Levei para casa e pesquisei muito na Internet em vários sites de relacionamento e acabei descobrindo a família do velho sorveteiro, vi que uma de suas netas ia fazer aniversário e iam dar uma grande festa, toda família iria se reunir.
Peguei o endereço e fui até lá, havia muita gente, uma casa enorme com piscina, um jardim enorme muitos carrões, e um palco onde alguns palhaços se apresentavam.
Quando os palhaços terminaram sua apresentação, subi no palco e peguei o microfone, pedi a atenção de todos, todos estranharam, alguns murmuravam, deve fazer parte do espetáculo.

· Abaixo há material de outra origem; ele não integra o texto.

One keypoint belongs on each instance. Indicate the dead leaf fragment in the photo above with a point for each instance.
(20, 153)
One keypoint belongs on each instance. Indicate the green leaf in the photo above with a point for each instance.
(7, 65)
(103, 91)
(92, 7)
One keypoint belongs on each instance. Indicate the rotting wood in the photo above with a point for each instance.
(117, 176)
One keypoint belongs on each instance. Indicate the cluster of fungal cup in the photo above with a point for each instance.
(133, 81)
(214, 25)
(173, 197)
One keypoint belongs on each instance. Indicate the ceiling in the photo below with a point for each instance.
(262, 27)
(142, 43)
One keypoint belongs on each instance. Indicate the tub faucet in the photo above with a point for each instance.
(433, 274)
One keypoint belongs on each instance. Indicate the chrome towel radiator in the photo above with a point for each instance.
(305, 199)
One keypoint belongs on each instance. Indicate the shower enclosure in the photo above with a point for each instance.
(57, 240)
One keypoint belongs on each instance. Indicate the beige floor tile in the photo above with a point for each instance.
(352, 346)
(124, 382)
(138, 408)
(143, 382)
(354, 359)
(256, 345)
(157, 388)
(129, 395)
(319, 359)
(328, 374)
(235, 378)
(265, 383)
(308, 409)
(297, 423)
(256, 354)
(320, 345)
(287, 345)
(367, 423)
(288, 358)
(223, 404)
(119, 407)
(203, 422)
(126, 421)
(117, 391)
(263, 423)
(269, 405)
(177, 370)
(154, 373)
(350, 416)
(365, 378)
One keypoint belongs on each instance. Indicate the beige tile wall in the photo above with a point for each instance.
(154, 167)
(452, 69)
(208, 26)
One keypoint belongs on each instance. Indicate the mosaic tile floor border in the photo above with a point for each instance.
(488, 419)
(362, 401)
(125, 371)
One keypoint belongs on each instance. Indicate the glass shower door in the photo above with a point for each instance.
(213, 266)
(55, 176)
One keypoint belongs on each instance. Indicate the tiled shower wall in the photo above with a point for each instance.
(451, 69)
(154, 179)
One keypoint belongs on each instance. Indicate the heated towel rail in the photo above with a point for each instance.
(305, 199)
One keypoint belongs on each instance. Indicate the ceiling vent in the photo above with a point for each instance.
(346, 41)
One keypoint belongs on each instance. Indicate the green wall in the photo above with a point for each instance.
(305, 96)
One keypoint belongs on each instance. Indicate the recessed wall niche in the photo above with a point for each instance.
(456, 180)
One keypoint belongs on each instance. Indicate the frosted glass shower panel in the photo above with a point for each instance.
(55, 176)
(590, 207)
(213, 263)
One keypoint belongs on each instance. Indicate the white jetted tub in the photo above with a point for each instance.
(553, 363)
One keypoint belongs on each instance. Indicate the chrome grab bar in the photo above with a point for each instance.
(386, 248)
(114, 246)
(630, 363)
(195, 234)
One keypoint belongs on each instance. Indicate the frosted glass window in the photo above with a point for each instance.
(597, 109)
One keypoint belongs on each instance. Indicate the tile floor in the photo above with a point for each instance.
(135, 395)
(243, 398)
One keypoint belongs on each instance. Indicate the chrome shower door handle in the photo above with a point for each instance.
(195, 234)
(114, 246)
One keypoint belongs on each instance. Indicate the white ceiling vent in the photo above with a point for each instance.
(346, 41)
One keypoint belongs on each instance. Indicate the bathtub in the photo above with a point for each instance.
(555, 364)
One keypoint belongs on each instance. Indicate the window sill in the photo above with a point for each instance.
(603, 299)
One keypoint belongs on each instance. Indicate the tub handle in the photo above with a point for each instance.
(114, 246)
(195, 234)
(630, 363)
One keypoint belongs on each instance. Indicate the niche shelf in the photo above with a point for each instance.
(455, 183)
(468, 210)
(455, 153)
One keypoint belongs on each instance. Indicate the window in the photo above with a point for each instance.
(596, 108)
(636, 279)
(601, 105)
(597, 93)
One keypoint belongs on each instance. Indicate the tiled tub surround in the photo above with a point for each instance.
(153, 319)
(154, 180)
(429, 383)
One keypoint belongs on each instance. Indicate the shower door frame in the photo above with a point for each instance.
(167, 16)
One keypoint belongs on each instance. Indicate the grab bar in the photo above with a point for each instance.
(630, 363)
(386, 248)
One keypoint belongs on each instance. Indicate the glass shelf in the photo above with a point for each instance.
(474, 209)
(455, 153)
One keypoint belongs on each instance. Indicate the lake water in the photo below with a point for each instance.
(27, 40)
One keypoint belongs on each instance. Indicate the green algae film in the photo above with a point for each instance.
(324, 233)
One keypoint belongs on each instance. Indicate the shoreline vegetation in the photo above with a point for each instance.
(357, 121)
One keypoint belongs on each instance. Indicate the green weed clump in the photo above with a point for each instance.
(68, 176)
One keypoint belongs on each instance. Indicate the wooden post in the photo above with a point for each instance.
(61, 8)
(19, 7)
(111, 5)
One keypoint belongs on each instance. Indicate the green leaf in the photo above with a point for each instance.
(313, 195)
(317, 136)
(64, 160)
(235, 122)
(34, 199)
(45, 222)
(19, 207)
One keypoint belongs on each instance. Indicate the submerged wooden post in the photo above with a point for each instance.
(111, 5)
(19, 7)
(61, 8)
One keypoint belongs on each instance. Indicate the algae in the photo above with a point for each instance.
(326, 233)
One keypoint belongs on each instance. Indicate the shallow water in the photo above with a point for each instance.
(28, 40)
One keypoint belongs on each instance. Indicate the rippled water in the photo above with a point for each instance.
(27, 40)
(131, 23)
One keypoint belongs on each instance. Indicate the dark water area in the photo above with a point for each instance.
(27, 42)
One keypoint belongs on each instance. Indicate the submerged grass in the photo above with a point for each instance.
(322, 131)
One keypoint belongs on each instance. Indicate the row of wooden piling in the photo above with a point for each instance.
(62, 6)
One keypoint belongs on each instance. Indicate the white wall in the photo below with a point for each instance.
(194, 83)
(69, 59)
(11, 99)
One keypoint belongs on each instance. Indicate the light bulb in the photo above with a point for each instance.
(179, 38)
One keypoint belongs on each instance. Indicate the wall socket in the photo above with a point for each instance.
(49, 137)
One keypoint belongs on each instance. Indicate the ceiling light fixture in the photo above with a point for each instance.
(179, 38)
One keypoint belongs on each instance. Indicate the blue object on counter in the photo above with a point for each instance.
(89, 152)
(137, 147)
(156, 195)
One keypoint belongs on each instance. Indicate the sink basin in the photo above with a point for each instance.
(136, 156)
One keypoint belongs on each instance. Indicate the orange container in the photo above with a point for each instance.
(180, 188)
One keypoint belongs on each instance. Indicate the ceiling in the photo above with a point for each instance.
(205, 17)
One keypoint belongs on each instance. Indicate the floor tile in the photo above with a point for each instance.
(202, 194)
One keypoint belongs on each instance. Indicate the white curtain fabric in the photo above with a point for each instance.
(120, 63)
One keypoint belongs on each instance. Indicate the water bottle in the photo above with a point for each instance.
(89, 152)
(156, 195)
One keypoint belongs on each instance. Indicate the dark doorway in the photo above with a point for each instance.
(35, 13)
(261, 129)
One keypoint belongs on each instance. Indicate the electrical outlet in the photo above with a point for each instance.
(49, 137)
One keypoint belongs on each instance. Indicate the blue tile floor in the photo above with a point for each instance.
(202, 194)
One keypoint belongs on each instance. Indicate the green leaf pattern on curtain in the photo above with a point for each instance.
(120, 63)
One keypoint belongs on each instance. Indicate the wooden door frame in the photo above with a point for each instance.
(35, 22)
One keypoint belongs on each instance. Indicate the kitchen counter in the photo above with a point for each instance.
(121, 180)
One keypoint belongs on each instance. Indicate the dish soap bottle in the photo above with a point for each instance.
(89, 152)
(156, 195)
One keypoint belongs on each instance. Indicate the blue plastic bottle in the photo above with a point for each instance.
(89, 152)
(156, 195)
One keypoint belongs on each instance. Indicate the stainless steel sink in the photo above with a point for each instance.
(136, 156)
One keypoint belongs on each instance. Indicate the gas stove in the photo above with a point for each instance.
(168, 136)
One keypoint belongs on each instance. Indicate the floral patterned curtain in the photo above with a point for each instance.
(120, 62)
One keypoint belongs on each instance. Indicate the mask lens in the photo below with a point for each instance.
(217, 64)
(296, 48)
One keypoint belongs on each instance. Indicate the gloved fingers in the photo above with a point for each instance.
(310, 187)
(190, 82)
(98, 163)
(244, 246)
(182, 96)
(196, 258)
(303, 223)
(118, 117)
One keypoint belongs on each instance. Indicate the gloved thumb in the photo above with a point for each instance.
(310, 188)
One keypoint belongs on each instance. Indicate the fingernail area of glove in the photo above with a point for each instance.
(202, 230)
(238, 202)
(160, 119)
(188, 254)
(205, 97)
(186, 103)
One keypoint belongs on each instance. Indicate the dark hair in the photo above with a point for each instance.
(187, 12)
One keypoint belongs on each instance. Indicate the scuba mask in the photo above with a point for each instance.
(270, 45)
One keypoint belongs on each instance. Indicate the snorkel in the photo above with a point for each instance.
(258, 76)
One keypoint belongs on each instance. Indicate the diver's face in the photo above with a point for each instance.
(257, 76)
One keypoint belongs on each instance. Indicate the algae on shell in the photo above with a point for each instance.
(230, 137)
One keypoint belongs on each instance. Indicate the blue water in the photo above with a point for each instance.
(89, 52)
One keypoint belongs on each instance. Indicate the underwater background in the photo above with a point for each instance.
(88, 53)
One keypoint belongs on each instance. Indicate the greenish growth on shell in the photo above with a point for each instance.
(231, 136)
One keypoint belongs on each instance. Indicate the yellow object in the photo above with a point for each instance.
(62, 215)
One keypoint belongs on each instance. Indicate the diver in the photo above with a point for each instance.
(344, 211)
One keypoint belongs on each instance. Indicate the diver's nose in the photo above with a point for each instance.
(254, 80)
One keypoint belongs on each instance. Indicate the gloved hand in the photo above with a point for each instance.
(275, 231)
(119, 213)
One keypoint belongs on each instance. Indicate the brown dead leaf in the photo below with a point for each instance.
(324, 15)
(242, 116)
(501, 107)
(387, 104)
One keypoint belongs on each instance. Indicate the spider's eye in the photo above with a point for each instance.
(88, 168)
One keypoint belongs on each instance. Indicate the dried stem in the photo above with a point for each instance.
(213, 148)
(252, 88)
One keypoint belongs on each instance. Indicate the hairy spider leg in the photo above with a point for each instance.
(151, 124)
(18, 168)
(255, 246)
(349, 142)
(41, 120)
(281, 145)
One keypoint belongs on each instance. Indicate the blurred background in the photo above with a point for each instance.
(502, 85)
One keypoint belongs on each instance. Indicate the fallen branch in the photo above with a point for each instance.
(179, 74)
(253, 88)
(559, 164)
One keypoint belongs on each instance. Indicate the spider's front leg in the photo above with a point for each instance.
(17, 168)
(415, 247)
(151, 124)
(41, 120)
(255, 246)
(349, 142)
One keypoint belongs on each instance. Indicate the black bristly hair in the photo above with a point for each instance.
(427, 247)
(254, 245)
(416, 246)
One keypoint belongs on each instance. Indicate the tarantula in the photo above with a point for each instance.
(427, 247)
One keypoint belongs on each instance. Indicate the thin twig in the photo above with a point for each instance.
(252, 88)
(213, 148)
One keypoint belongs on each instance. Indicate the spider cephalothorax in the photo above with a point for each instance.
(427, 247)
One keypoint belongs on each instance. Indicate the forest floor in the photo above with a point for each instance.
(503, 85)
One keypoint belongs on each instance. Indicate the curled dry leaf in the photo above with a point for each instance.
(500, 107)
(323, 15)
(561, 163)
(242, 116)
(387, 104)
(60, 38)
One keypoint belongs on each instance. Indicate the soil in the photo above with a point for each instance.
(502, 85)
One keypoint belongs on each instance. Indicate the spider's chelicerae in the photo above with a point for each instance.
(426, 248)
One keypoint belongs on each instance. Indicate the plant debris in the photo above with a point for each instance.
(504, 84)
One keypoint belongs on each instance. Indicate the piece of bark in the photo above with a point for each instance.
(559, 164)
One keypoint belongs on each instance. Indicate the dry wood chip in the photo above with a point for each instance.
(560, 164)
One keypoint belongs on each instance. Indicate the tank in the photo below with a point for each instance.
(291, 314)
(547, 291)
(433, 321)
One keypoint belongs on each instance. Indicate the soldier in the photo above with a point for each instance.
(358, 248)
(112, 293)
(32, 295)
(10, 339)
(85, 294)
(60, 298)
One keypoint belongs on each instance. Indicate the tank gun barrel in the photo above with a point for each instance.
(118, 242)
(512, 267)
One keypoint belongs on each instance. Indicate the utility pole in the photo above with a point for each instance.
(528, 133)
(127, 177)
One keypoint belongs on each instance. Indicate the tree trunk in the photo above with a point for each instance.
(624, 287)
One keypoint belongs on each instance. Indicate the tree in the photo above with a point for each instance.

Então em alto e claro tom eu comecei a falar, “Quero falar de uma pessoa que deveria estar aqui hoje, más tenho certeza que está nos braços de Deus agora, e contei toda história, apresentei o chapéu e o apito, vi muitas pessoas chorando, outros ficaram bravos e pediram que os seguranças me conduzissem a saída. Eu os acompanhei, mas uma garotinha saiu correndo atrás de mim e disse espere, eu parei ela então perguntou se eu conhecera seu avo eu disse que sim, e contei que ele sempre ia á escola e ficava olhando pela cerca ela e seus primos e irmãos brincando. Ela me pediu!Posso ficar com esse apito e esse chapéu, eu disse que sim, então seu pai que há tinha acompanhado perguntou, para que você quer isso minha filha? Sabe papai quando você ficar velhinho, e tiver que vender sorvetes eu te dou para você não queimar sua cabeça no sol, e o apito para chamar as crianças.